Supercomputers Speed Up Searches for Scientific Purposes at Several Centers

Two supercomputers have passed the exascale mark, a point in which computing is done in minutes to crunch data for complex problems ranging from uncovering the structure of the universe, discovering new molecules, and predicting global climate. Despite that, the majority are stuck at the same level as earlier in the year. According to IEEE Spectrum:

“Twice a year, Top500.org publishes a ranking of raw computing power using a value called Rmax, derived from benchmark software called Linpack. By that measure, it’s been a bit of a dull year. The ranking of the top nine systems are unchanged from June, with Japan’s Supercomputer Fugaku on top at 442,010 trillion floating point operations per second. That leaves the Fujitsu-built system a bit shy of the long-sought goal of exascale computing—one-thousand trillion 64-bit floating-point operations per second, or exaflops.”

Fugaku and its competitor the Summit supercomputer at Oak Ridge National Laboratory surpassed the HPL-AI benchmark, which measures a system’s performance using the lower-precision numbers—16-bits or less—common to neural network computing. “Using that yardstick, Fugaku hits 2 exaflops (no change from June 2021) and Summit reaches 1.4 (a 23 percent increase).”

But HPL-AI isn’t an ideal test.
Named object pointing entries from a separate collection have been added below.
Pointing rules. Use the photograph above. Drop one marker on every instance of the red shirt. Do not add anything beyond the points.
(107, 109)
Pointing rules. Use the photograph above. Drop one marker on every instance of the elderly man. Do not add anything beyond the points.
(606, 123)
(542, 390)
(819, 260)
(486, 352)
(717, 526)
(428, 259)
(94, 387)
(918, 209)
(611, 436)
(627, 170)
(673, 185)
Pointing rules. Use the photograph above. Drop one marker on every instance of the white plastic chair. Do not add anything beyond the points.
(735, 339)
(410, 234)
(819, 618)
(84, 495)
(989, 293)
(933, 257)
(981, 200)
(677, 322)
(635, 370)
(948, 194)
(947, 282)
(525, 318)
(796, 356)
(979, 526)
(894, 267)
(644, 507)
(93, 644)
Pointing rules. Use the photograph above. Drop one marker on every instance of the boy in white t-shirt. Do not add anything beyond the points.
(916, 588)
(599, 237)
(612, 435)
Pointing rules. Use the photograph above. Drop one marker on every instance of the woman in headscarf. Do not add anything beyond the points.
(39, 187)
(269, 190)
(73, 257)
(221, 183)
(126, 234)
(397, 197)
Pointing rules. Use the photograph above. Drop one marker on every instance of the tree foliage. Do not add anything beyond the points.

Now MLCommons, an industry organization using tests for AI systems of all sizes, released results from version 1.0 of its high-performance computing benchmarks, called MLPerf HPC, this week.

The three neural networks trialed were:

  • CosmoFlow, which uses the distribution of matter in telescope images to predict things about dark energy and other mysteries of the universe.
  • DeepCAM tests the detection of cyclones and other extreme weather in climate data.
  • OpenCatalyst, the newest benchmark, predicts the quantum mechanical properties of catalyst systems to discover and evaluate new catalyst materials for energy storage.
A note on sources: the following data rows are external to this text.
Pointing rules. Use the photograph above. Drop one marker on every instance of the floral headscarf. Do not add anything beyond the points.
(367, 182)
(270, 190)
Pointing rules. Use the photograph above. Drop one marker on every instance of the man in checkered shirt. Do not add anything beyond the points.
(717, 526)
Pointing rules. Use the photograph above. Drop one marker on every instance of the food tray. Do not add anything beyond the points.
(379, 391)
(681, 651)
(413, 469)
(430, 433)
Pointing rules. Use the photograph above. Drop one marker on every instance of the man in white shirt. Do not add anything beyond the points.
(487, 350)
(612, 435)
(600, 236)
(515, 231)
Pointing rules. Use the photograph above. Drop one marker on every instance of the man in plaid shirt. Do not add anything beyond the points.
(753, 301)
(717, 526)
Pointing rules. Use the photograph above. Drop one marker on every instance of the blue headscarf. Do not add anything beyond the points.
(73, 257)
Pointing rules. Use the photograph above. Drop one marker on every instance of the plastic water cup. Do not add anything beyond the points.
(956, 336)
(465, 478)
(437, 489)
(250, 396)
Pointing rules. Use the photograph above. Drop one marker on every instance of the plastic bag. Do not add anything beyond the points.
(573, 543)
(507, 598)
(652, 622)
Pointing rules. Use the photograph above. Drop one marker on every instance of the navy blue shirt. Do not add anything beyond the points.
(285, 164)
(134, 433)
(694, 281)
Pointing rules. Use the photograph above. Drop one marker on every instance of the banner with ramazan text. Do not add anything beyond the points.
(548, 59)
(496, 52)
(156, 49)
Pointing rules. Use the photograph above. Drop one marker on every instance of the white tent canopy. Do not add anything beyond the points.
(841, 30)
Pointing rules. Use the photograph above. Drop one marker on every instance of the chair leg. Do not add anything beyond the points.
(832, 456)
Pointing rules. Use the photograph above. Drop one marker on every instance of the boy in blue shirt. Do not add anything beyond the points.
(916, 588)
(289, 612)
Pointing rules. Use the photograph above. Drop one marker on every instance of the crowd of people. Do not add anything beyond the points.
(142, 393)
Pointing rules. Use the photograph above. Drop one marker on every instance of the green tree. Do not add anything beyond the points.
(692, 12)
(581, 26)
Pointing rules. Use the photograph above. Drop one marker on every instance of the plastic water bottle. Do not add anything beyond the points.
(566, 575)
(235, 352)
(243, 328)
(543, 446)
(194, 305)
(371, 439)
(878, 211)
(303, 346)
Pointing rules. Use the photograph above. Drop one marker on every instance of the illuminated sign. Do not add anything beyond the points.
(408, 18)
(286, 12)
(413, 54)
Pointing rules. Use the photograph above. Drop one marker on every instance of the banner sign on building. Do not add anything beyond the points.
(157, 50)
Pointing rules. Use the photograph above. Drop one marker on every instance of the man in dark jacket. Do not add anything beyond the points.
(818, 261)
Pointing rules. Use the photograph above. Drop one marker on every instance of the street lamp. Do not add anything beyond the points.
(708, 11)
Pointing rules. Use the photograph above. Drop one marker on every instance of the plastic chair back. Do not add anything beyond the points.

The tests help the systems determine strengths and weaknesses and how to reach their goals within programs. Some of the supercomputers they tested were at Argonne National Laboratories, The Swiss National Supercomputing Centre, Fujitsu and RIKEN, Helmholtz AI, Lawrence Berkeley National Laboratory, The (U.S.) National Center for Supercomputing Applications at the University of Illinois, Nvidia and Texas Advanced Computing Center.